I had everything all planned out.  There’s a piece I want to write for an ongoing playwriting competition, whose next deadline is November 18.  I planned to research over the summer, and draft in September and October.  September is here, and I have the notebook ready to go for brainstorming exercises and plot outlining.  I just can’t for the life of me actually do any of that.  It feels like a lead weight is pressing on my chest, and I can’t even move to pick up the damn notebook.

It’s possible I don’t feel adequately prepared yet.  Thanks to the ongoing crisis of our nation’s Postal Service (which may have been knocked out of the public consciousness by a dozen or so new scandals, but is still very much an issue), there’s still a few books I’ve ordered that haven’t made their way to me yet.  But there isn’t really a point in waiting for them.  I can find time to read them whenever they do arrive; more importantly, I’ve reached what I know from experience is the end of the research process.  Not that I know everything about the subject(s) I’ll be tackling – far from it.  There’s no such thing.  But I’ve reached the point where I keep reading the same facts in slightly different wordings, the point where I’ve realized that the things I don’t know are things I won’t be able to learn from books.

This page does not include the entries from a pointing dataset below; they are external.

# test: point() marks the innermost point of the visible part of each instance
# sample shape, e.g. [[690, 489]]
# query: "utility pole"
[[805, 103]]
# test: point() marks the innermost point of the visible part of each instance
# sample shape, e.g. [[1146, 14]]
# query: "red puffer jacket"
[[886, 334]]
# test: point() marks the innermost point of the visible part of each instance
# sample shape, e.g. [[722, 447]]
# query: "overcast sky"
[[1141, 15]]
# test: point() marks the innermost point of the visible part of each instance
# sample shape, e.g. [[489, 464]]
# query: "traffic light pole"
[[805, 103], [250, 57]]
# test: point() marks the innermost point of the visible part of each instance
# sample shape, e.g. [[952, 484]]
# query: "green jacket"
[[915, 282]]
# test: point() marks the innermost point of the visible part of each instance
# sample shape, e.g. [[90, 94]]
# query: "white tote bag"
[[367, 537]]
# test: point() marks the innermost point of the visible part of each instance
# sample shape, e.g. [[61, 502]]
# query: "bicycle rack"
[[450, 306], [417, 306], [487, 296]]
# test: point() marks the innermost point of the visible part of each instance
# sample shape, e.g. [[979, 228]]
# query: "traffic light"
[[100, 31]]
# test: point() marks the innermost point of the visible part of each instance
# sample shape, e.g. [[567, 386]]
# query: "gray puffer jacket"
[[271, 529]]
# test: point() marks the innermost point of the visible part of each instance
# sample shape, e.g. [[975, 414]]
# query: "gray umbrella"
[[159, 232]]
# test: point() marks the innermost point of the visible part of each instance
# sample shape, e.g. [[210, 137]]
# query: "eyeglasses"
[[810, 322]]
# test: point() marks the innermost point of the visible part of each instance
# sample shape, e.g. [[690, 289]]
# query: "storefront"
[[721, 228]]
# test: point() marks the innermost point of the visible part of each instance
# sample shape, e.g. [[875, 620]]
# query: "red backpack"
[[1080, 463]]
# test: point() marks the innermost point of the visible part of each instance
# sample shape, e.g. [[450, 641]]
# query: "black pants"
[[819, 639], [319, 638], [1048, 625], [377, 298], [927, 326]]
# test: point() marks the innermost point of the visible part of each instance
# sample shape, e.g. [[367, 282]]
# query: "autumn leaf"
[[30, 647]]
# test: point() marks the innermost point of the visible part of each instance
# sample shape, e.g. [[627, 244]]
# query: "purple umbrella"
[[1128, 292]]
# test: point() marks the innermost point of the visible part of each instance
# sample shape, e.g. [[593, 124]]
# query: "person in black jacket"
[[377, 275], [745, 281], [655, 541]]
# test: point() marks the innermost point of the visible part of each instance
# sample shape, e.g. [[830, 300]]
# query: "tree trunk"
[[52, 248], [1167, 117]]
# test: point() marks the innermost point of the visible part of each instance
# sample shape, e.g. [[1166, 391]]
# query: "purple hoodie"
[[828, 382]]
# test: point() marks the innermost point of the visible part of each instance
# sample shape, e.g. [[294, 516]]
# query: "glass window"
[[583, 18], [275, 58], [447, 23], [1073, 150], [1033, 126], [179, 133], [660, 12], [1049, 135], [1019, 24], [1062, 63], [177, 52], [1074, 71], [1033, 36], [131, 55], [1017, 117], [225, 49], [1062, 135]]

So, time to start writing.  Especially since the start of the school year means things will become more frantic at my day job,  Especially since the next season (the 30th anniversary season!) of Tuesdays at Nine starts next week, and once I’m co-hosting that again my free time will dwindle down to almost nothing.  If I want to get any writing done, I need to start writing now.

By which I mean something other than this blog post, which I’m clearly not doing.

They say that procrastination ultimately stems from a fear of failure.  That the dread of having something turn out poorly, of the beautiful shining thing in your head manifest as something broken and misshapen, prevents you from starting to shape that thing in the first place.  That’s true as far as it goes; I’d argue that this feeling is exacerbated by our awareness of the time involved.  We know how long of a time commitment it is to create whatever we’re trying to create; the older we get the more conscious we are of how little time we really have.  So we find ourselves doing some advanced calculations whenever we sit down at our laptops or easels or what have you, wondering if we’re really going to come up with something that’s worth the investment of time.  And the longer we wonder, the longer we delay, the smaller that available amount of time becomes, creating that familiar, sickening snowball effect.

Of course, I am writing this blog on the Saturday before I post, so hopefully I’ve gotten some work done in the interim.  It’s a three day weekend after all.